In a few studies yolk steroid levels have been examined throughout incubation (Bowden et al. 2000, 2002; Jennings et al. 2000; Lovern and Wade 2001; Elf and Fivizzani 2002; Elf et al. 2002; Lovern and Wade 2003b; Bowden and Paitz 2007; Johnston et al. 2007; Paitz and Bowden 2007). In nearly all those studies, yolk steroid levels drop rather quickly during early incubation, much more rapidly than the yolk is being used. This is in direct contradiction to any passive model, in which one would expect steroids to remain in the lipophillic environment of the yolk and to become more concentrated as the yolk is used. Where do the steroids go? There are not many possibilities. They could diffuse into other compartments of the egg but this does not seem very likely since the other compartments are much more aqueous. They could be metabolized to other active forms or to inactive forms. If the steroids are converted to inactive forms, it is possible that the embryo is protected from this maternal influence. However, it is possible that they are also metabolized into active forms (see below), which may explain why effects on offspring are found in most studies despite the initial, substantial decrease in levels of yolk hormone during incubation.
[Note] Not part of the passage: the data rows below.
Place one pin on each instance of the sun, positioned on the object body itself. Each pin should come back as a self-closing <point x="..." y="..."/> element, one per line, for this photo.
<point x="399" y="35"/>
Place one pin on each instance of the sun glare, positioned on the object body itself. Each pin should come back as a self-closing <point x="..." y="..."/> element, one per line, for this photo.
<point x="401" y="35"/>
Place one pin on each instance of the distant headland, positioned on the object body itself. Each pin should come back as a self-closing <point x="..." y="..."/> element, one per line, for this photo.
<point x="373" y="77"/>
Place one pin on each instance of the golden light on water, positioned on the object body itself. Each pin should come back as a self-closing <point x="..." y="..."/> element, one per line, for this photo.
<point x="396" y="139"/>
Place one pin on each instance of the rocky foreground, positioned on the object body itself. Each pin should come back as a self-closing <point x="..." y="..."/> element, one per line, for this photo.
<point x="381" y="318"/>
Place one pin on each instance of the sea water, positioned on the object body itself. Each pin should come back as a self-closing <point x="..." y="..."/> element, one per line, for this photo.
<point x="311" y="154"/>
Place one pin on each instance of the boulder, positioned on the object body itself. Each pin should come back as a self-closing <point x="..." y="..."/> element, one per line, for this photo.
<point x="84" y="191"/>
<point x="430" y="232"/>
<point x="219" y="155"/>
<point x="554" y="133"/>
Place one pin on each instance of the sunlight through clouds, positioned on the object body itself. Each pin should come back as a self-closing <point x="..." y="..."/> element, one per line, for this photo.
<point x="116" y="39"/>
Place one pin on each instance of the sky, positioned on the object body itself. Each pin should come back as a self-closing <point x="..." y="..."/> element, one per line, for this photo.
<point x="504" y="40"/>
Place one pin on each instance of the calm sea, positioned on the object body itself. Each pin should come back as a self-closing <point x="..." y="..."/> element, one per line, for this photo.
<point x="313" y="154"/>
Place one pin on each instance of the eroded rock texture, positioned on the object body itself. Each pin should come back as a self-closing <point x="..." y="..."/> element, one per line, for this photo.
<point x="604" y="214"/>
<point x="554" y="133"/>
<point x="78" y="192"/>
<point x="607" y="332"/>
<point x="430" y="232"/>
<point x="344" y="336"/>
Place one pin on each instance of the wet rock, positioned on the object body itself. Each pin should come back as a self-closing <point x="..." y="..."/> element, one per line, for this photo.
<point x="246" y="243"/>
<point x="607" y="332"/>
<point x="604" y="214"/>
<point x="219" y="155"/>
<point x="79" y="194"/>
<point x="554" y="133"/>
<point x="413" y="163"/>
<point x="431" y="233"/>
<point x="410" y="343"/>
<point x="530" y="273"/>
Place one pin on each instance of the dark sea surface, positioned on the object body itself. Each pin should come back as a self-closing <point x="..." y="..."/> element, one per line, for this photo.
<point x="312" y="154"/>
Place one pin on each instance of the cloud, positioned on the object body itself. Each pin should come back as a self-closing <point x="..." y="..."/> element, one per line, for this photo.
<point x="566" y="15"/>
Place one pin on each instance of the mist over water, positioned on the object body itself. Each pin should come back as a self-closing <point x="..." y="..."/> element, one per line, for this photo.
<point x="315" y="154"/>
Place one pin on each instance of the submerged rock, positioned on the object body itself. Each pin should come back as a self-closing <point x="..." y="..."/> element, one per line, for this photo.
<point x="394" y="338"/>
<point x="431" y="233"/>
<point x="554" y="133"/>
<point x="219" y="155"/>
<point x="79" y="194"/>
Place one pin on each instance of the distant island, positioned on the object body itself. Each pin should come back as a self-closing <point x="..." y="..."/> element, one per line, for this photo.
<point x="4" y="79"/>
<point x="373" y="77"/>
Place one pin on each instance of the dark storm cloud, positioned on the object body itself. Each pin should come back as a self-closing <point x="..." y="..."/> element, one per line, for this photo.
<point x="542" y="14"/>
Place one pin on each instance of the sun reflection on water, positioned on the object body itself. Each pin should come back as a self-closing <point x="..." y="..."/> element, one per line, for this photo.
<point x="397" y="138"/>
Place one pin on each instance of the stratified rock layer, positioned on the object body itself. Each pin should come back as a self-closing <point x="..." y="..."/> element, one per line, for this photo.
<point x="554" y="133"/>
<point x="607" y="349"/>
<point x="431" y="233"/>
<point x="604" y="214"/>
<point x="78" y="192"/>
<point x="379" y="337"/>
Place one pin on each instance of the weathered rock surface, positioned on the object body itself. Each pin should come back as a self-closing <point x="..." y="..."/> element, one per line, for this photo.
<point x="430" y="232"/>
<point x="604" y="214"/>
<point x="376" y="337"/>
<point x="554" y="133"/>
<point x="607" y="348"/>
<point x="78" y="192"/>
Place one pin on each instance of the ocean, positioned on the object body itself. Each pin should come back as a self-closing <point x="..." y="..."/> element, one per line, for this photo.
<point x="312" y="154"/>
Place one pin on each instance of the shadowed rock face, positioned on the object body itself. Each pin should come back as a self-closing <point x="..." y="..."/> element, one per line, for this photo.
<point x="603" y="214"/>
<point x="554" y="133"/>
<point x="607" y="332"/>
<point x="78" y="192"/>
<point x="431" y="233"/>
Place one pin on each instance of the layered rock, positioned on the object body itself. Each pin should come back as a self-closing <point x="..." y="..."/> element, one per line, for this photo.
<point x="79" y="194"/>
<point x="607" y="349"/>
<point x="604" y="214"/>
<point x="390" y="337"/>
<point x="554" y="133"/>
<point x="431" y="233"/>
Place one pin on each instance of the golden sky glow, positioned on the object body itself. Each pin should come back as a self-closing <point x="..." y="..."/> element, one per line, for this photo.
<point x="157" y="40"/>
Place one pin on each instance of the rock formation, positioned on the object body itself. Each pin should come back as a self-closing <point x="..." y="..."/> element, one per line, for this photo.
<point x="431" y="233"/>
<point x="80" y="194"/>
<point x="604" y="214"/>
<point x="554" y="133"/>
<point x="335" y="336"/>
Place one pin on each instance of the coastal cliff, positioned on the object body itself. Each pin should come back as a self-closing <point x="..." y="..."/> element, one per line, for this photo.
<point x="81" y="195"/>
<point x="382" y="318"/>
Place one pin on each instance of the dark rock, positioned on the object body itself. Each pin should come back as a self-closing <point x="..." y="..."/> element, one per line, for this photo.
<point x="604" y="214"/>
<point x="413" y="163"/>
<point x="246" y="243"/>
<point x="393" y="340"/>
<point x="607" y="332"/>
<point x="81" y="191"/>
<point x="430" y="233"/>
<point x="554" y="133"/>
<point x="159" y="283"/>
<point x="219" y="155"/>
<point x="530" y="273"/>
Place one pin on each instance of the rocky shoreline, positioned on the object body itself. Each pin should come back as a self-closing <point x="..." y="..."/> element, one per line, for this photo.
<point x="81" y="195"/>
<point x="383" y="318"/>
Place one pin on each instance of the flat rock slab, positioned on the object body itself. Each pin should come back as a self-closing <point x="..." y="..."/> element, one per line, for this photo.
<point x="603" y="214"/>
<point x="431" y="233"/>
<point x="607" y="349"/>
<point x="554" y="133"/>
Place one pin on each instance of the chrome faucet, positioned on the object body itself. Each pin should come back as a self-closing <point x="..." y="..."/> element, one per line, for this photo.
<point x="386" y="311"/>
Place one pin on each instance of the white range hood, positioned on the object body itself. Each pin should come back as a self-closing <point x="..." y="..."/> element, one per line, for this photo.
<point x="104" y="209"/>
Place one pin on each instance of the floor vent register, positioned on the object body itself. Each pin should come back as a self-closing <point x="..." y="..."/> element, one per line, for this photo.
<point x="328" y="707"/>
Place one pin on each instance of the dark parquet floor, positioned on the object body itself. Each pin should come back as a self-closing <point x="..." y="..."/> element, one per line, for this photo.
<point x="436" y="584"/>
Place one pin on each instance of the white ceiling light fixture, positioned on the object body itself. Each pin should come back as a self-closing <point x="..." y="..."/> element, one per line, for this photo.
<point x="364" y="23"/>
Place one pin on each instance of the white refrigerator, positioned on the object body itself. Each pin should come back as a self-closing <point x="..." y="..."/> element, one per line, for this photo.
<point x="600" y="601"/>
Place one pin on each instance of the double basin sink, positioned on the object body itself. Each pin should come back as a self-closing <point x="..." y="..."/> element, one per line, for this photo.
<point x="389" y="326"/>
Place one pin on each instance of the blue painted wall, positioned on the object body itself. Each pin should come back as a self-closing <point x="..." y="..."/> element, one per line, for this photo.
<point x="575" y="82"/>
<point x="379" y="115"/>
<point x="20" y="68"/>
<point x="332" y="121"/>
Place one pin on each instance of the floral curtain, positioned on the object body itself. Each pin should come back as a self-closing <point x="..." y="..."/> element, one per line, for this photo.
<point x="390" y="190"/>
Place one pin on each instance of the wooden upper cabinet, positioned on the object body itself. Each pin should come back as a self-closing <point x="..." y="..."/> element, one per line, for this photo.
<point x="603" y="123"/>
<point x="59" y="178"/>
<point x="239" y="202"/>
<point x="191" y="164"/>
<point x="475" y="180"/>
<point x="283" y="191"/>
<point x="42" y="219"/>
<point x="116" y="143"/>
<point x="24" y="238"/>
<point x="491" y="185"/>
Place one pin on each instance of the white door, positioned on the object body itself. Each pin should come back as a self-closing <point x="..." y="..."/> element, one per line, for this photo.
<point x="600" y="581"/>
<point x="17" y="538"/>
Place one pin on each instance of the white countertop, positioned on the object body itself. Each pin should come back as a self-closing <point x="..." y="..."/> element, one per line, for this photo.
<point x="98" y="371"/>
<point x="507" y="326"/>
Another often-detected change in levels of yolk steroids during incubation is that steroid levels often increase as hatching approaches (Jennings et al. 2000; Johnston et al. 2007). This is usually reasonably interpreted to represent an increased embryonic production of steroids. This is important for several reasons. First, it indicates that even late in development the yolk is still acting as a lipophillic sink for the uptake of steroid hormones. Second, it illustrates that yolk hormones are not solely of maternal origin; some of them are of embryonic origin as well. Third, it illustrates that late in development embryonic hormones have the potential to overwhelm maternal hormones. Since the embryo is most susceptible to hormones late in development, this could further reduce the impact of maternal hormones on embryonic development.
We need better answers to all these questions but the studies so far strongly suggest that yolk steroid levels during development are very dynamic (Fig. 2). This is contrary to simple passive models and raises important questions about how yolk steroids affect developing embryos.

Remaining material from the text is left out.